Yes, Kelly, thanks for the question. I think really, that's going to depend. Again, it's very early days, and part of that is going to be based on the patient's profile. If they've already been controlled on current therapies and would like to switch to Sephience, then it may take a little bit longer. However, most of these patients that Matt described are either poorly controlled or they failed. And some of them are looking for better Phe control. If there's documentation, usually, that will go much quicker through the payer. So for us, we anticipate that, that first wave will already have previous documentation, and we will be able to, if you will, address many of the prior authorizations and if required, some of the step edits very quickly. We have a lot of experience with that over the last 8.5 years. Our teams have been dealing with that with prednisone and Emflaza. And the good news here is Sephience and the activity of Sephience and Phe can be measured very quickly. So we can get to the point of prescription and dispense relatively quickly, particularly in that group that Matt mentioned, that initial wave of close to 7,000 patients.

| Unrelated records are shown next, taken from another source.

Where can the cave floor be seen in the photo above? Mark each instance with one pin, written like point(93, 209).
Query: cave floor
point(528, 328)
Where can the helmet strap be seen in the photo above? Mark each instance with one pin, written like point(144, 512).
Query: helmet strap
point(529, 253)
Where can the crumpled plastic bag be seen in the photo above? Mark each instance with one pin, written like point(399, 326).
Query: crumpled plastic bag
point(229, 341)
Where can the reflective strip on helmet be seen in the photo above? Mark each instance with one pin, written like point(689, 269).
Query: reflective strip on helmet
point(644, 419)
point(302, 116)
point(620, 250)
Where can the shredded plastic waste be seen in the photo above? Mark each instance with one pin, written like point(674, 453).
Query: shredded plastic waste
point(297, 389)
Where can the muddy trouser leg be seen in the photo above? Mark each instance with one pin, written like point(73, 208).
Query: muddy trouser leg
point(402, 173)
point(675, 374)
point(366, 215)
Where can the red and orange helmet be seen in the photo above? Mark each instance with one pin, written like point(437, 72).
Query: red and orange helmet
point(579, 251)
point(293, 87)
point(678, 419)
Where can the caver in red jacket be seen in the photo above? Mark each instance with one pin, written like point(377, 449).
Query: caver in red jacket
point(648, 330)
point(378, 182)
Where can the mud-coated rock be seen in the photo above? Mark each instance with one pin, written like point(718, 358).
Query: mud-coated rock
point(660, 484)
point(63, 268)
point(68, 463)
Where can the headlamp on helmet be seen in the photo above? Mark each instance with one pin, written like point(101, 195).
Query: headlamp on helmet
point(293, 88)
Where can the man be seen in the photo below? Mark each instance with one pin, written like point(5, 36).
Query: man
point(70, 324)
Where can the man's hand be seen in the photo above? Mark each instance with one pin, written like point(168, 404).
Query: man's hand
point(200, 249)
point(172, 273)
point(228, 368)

Maybe just quickly on FA, could you share any comments on your latest engagements with the regulatory agency and also, your confidence level for the PDUFA given it's only 12 days away?

Yes. Thanks, Kelly. I can answer that and then I can pass it to Pierre to answer your question about guidance because I don't think we got to that one. So on assay, we had a late cycle meeting a few weeks ago. It was a very constructive meeting. We were told by the agency that they're still actively reviewing the application. And so, we're just waiting for any additional information and questions that we can address as they continue their review despite it being so close to PDUFA. Pierre, did you just want to comment on guidance and the inputs?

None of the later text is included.